Mon cher Quaesitus,
Tu vois, je n’ai jamais réussi … vraiment … à me résigner à ce qu’une vie d’homme ordinaire, avec ses grandeurs et ses bassesses, ses joies et ses peines, ses réussites et ses échecs … soit le tout de ce que je peux attendre et espérer.
Même si … aux yeux du monde … j’avais eu une vie extraordinaire par son influence, sa notoriété, sa richesse, sa plénitude … je crois que je serai toujours aussi insatisfait.
Impossible de me contenter de tout cela
Je remarque avec une pointe de tristesse que beaucoup ajustent leurs désirs à ce qu’ils peuvent atteindre … raisonnablement. Quand je sens en moi cette sorte de sagesse, je me dis :
Tu es un médiocre.
Certains atteignent des sommets vertigineux, d’autres juste de petites collines. La sagesse serait de s’en contenter et d’arriver au bout du chemin en se disant : « J’ai fait ce que j’ai pu … » puis … tirer sa révérence et laisser la place à d’autres qui s’échineront à atteindre de nouveaux sommets. C’est ainsi que l’humanité avance, dit-on … mais a-t-elle vraiment avancé ?
Un désir plus profond
Pour ma part, cela ne me suffit de loin pas. Mon désir est plus impérieux, plus profond. Il a parfois risqué de s’éteindre par les coups de la vie … il a semblé disparaître comme une brume quand la chaleur de l’épreuve montait ou que l’emprise du plaisir tel un feu intérieur me consumait. Mais en fait, il couvait … comme un tison rougeoyant … dans les cendres fumantes de mes existences successives.
Jamais je ne me suis résigné à penser que la vie … d’un être humain se résumait à gagner sa vie (sic !) et à la dépenser intensément en s’agitant le plus longtemps possible comme une larve pris au piège.

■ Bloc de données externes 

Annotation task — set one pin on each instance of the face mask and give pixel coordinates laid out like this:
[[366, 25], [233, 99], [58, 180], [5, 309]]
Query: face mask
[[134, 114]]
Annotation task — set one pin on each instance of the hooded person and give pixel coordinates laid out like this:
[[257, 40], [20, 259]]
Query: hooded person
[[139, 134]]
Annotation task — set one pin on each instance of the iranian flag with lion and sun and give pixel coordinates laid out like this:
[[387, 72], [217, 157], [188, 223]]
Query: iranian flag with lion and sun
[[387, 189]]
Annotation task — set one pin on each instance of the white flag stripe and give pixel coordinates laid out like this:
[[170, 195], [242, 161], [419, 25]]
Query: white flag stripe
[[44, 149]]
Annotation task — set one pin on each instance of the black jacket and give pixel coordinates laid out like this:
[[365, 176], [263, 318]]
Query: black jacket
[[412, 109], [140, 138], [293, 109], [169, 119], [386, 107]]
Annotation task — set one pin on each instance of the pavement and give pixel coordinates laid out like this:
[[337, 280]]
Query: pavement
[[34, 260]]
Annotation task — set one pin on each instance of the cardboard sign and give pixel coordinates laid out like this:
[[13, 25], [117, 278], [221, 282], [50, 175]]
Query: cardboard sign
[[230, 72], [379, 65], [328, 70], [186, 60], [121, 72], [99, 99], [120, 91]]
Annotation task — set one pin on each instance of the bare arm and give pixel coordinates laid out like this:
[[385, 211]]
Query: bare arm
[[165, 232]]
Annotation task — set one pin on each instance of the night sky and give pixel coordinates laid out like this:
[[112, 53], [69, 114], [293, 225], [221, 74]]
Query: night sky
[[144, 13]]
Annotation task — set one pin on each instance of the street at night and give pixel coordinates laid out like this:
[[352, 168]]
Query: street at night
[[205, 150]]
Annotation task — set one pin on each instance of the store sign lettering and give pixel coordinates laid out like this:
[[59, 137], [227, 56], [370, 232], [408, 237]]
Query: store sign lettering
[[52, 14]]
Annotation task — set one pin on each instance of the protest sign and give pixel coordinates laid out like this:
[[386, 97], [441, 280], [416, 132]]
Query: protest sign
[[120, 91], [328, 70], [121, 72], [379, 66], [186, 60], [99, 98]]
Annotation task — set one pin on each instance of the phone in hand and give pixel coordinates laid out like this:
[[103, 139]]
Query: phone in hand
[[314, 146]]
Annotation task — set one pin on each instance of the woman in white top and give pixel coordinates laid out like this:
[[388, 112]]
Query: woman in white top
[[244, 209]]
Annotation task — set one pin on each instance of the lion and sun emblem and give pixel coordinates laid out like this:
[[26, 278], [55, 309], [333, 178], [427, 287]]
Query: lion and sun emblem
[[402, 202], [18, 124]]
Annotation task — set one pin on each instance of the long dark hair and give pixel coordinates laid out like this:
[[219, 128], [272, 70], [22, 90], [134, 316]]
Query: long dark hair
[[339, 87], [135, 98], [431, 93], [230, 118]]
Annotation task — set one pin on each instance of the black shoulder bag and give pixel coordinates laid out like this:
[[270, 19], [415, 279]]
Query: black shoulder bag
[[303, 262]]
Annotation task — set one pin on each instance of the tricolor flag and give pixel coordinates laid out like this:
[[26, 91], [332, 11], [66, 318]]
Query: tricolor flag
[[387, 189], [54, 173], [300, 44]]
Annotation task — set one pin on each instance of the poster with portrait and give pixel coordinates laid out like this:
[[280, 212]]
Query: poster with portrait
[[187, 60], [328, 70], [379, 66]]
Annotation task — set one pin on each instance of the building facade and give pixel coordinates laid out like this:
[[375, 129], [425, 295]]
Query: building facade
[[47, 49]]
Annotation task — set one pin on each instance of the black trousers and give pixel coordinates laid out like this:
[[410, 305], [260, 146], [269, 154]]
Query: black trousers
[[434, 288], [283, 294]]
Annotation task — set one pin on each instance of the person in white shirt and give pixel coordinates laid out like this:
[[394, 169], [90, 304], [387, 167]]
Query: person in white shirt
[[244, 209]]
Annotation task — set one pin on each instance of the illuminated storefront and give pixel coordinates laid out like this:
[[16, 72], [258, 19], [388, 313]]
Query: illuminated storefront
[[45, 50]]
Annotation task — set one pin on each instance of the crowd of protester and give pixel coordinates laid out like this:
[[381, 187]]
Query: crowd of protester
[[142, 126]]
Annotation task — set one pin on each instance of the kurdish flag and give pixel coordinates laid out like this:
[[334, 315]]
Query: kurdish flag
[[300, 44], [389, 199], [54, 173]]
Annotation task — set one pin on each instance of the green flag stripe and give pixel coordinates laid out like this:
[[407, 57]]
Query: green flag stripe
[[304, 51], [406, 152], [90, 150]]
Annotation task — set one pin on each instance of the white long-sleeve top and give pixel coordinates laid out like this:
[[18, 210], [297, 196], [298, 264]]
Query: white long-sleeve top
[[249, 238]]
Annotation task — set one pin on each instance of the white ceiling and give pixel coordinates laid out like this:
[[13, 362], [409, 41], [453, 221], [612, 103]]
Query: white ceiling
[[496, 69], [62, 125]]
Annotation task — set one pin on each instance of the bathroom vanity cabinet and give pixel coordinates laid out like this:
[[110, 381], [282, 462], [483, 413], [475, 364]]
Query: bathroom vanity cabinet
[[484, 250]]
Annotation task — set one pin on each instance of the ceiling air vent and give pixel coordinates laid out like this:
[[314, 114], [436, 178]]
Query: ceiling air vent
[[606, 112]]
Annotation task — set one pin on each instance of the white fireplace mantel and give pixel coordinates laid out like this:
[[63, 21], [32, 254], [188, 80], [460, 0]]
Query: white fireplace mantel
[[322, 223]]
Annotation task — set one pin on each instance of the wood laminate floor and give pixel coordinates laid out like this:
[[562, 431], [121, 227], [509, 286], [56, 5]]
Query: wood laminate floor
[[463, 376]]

Jamais je ne me suis résigné à penser que la vie … ce n’était que s’emparer d’une place dans ce monde où finalement ne règne que la loi de la jungle : manger ou être mangé, puis s’installer confortablement pour ensuite … lamentablement … laisser la place à un autre et disparaître. Dis comme cela, cela devient presque sordide et pourtant …
Jamais je ne me suis résigné à penser que la vie … que ma vie ne pouvait être que cela : « Jouir et mourir ». J’ai toujours trouvé que c’était la médiocrité suprême.
Jamais je ne me suis résigné …
Toujours, j’ai senti que la vie … devait être plus que cela.
Toujours, j’ai senti que la vie … ne se trouvait pas dans les choses extérieures qui ne satisfont que des désirs ou besoins animaux.
Toujours, j’ai senti que ma vie … la vraie … ne se trouvait que dans la profondeur, dans ce qui n’est pas visible, dans ce qui est ineffable,
Dans cette profondeur en moi … qui s’ouvre vers le mystère de mon être,
Dans cette profondeur en moi … la dernière frontière … qui s’ouvre … au-delà … vers le mystère de l’Ultime, l’autre versant du Mystère.
Sans cette certitude viscérale qui tisse chaque seconde mon existence, ma vie ne serait qu’une mort lente, telle une magnifique rose coupée … pleine d’épines … qui jour après jour se fane et finit … dans le fumier.
Voilà le fin mot de mon existence … de sa justification, de sa source et de sa fin :
J’appartiens à ce monde … mais il n’est pas mon vrai foyer.
J’appartiens à ce temps … mais je ne suis que de passage.
Je suis … finalement … un étranger qui parcourt un chemin.
Mon foyer est en Lui pour l’éternité.